Lab-10-ANCOVA-with-Code.Rmd

---
title: "Lab-10-ANCOVA-with-Code.Rmd"
author: "Matt Defenderfer"
date: "9/29/2019"
output: 
  html_document:
    toc: TRUE
---

```{r setup, include=FALSE}
knitr::opts_chunk$set(echo = TRUE)
```

## Outline for Lab 10:
1. Load Packages and Data
    a. Overview of the Data
2. ANCOVA Assumptions
    a. Linearity
    b. Independence
    c. Normality within each group
    d. Homogeneity of Variance
    e. Homogeneity of Regression Slopes
3. ANCOVA
    a. Anova
    b. ezANOVA
    c. Reporting an ANCOVA
    
## Load Packages
Like always, we will need the tidyverse package, the `car` package for performing the ANCOVA, the QuantPsych package for standardized coefficients from linear models, the `pastecs` package for testing normality, and the `broom` package for extracting residuals.

```{r Packages, message=FALSE}
library(car)
library(pastecs)
library(QuantPsyc)
library(broom)
library(tidyverse)

theme_set(theme_bw())
```


The data is located in the file "ANCOVA_Data.RData". It contains a single dataframe mouse.mass. mouse.mass has the following variables in it:

- `idnum` (factor, 69 levels): a unique ID number for each mouse 
- `group` (factor, 3 levels): a designation of whether the mouse was fully raised in the lab ('lab'), in the wild ('wild') or was in the wild but has lived in lab for a few weeks ('wild-der')
- `bodyfat` (numeric): a measure of the amount of body fat on each mouse
- `leanmass` (numeric): a measure of the mass of the mouse after a period of food deprivation

```{r Load the data}
load("/Users/Matt/Google Drive/Grad School/GR 770 Statistics/R Labs/Data/ANCOVA_Data.RData")
```

## Assumptions
ANCOVA has essentially the same assumptions as ANOVA with a couple more thrown in.

### Linearity
The linearity assumption applies to the covariate and the dependent variable. We can test for linearity in the same way as before, plot both variables on a scatterplot, add a regression line, and see if the points follow the line. Put the covariate `leanmass` on the x-axis, and the dependent variable `bodyfat` on the y-axis.

```{r Linearity}
ggplot(mouse.mass, aes(x = leanmass, y = bodyfat)) +
  geom_point() +
  geom_smooth(method = 'lm', se = FALSE)
```

We can see that the points pretty well follow the line which is good. Linearity seems to be preserved here. 

### Independence
Data must be independent within and across groups. We are only measuring each variable once from each mouse and each mouse is only a part of a single group. So independence is preserved.

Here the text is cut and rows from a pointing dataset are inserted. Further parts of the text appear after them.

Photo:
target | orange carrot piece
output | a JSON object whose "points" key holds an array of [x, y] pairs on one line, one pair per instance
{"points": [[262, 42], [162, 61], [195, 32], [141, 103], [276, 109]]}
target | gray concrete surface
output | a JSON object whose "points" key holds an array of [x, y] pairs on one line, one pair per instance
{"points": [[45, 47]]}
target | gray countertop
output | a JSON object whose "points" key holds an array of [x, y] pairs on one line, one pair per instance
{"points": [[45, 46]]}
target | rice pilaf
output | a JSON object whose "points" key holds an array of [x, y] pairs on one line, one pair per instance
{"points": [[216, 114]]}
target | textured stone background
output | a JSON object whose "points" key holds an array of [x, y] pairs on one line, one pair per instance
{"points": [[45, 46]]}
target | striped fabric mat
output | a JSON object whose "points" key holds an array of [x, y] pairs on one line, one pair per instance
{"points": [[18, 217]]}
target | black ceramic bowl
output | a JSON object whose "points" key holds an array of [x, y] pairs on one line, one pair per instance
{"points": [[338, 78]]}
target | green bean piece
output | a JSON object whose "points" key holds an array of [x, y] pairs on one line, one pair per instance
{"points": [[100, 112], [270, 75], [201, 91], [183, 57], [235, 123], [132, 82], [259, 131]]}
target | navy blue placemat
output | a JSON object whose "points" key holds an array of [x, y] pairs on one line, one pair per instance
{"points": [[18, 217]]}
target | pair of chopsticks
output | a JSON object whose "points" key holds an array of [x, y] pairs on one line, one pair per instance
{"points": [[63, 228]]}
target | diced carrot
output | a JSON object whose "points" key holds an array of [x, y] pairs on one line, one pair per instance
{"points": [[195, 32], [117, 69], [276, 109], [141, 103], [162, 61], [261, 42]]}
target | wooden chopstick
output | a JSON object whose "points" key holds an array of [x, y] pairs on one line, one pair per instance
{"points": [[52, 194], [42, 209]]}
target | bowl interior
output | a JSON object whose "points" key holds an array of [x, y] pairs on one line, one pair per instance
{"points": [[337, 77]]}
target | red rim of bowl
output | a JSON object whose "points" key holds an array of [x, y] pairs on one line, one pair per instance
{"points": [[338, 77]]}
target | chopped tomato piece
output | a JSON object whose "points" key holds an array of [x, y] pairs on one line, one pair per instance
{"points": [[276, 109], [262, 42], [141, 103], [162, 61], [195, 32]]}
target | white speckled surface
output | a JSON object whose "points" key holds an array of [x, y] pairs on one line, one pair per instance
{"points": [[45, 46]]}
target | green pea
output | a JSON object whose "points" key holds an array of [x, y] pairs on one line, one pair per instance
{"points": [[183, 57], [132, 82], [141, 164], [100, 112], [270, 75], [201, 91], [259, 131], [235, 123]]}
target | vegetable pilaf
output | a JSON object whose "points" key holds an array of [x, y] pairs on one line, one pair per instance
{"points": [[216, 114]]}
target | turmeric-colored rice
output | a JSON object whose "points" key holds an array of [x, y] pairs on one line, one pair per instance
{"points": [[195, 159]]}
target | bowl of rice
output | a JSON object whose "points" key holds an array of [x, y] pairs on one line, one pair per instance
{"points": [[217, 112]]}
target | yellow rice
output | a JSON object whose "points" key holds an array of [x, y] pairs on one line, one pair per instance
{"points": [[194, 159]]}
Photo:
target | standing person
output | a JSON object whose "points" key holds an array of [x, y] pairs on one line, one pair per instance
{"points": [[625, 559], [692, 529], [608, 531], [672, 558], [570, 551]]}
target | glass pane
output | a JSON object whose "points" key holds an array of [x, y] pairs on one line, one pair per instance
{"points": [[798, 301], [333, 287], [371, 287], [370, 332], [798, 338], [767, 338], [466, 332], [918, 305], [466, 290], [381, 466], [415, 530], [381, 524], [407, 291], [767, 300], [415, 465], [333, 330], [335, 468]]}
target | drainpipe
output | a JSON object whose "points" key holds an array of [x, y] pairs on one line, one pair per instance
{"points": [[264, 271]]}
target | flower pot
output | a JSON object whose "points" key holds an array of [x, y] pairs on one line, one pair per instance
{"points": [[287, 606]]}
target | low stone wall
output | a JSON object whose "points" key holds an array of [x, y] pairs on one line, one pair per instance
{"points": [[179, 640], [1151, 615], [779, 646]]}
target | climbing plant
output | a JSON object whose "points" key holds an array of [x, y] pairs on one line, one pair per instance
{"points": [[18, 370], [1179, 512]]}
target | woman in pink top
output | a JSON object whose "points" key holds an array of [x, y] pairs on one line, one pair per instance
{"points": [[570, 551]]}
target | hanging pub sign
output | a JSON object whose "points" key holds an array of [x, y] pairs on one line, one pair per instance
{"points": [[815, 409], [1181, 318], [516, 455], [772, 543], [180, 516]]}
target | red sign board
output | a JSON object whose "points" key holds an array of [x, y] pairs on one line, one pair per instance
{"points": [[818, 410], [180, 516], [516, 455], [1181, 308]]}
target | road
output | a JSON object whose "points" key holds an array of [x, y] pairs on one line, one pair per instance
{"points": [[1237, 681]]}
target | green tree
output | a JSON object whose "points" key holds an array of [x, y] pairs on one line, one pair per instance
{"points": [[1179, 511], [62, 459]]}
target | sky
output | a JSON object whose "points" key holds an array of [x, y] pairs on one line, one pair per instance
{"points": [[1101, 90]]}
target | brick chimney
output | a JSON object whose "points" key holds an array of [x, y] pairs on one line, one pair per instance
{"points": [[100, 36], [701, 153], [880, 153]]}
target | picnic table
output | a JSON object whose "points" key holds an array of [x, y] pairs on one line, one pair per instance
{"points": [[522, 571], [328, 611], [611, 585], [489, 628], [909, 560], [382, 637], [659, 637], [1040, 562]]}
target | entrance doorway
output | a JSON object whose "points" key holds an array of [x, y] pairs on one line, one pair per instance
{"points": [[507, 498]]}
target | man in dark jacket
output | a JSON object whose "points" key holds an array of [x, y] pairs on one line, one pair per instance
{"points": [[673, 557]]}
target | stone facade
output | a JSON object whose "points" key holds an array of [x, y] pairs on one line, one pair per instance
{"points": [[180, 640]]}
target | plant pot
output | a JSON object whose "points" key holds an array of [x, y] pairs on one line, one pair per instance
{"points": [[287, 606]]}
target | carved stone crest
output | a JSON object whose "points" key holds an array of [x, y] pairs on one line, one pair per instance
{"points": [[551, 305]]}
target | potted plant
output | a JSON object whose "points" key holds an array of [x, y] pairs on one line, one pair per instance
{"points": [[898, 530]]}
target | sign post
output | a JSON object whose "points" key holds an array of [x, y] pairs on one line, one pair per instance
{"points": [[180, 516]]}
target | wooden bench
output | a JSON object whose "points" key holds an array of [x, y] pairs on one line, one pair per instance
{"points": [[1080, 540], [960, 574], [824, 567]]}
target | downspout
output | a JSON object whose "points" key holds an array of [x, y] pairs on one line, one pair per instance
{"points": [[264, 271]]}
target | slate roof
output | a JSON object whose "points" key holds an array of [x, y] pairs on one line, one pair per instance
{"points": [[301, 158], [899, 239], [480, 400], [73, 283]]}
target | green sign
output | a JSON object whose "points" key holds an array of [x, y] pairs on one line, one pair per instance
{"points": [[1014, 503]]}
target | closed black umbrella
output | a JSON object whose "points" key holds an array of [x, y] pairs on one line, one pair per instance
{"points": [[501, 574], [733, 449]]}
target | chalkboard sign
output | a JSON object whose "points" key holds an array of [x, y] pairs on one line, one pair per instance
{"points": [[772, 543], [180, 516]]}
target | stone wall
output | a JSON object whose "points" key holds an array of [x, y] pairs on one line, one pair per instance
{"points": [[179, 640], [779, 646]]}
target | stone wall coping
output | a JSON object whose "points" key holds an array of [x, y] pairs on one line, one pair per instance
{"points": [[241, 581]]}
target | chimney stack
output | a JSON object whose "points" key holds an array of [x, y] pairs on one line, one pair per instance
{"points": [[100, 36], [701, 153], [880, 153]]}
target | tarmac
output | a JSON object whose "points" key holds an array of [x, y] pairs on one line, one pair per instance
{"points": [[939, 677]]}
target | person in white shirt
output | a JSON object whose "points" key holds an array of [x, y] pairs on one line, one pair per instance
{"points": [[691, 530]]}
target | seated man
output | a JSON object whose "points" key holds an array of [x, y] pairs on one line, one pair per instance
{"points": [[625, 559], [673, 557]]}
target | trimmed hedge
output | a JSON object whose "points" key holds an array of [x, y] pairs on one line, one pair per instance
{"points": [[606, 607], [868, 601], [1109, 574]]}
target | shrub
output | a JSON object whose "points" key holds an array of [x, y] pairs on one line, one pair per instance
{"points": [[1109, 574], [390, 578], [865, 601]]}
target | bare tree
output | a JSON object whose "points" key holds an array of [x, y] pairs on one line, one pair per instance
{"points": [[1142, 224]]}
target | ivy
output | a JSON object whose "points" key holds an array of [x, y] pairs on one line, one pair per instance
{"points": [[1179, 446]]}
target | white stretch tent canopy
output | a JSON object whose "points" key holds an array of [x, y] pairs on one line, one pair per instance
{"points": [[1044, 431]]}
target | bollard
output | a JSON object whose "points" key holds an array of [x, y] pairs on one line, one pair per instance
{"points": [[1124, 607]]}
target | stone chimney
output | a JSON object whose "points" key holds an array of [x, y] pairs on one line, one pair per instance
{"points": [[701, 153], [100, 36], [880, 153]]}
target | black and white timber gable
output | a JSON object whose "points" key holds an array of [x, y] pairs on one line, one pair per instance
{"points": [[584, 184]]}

### Normality Within Groups
We will test normality just like always: histograms, Q-Q plots, boxplots, and statistical tests. We need to do this for both the dependent variable and the covariate

#### Histograms
```{r hist leanmass}
ggplot(mouse.mass, aes(x = leanmass, fill = group)) + 
  geom_histogram(bins = 7, color = "black") +
  facet_wrap(~group, scales = "free")
```

Histograms for leanmass show fairly normal distributions overall. The wild-der group may be slightly skewed, but given the small-ish sample size, I wouldn't declare it skewed at this point.

```{r hist bodyfat}
ggplot(mouse.mass, aes(x = bodyfat, fill = group)) + 
  geom_histogram(bins = 7, color = "black") +
  facet_wrap(~group, scales = "free")
```

Histograms for bodyfat also show generally normal distributions. Wild might somewhat positively skewed, but again, nothing overt.

#### Q-Q plots
```{r qq leanmass}
ggplot(mouse.mass, aes(sample = leanmass)) +
  geom_qq() +
  geom_qq_line() +
  facet_wrap(~group, scales = "free")
```

The Q-Q plots for leanmass are all normally distributed. Nothing to worry about here.

```{r qq bodyfat}
ggplot(mouse.mass, aes(sample = bodyfat)) +
  geom_qq() +
  geom_qq_line() +
  facet_wrap(~group, scales = "free")
```

Again, the Q-Q plots show normal distributions all around. No evidence of skewness in any group.

#### Boxplots
```{r box leanmass}
ggplot(mouse.mass, aes(x = group, y = leanmass)) +
  geom_boxplot()
```

Medians are close to the center of the IQR for all 3 groups. Whiskers are also around the same length outside of the Wild-Der group whose 1st quartile whisker is shorter than its 3rd quartile whisker. The lab group also has a slightly shorted 1st quartile whisker, but it seems within tolerance. There isn't anything overtly skewed about this distributions, but Wild-Der's leanmass should be kept an eye on ni further tests.


```{r box bodyfat}
ggplot(mouse.mass, aes(x = group, y = bodyfat)) +
  geom_boxplot()
```

Wild's 3rd quartile whisker is much longer than its 1st quartile, but its median is firmly in the middle of the IQR. Otherwise, the whiskers and medians seem perfect in the other 2 groups. In no boxplot did we see any outliers which points towards normal distributions.

#### Statistical Tests
We need to compute the skewness statistics for both `leanmass` and `bodyfat` within the different groups. We can do it across groups all at once using the `tapply` function from the T-test lab.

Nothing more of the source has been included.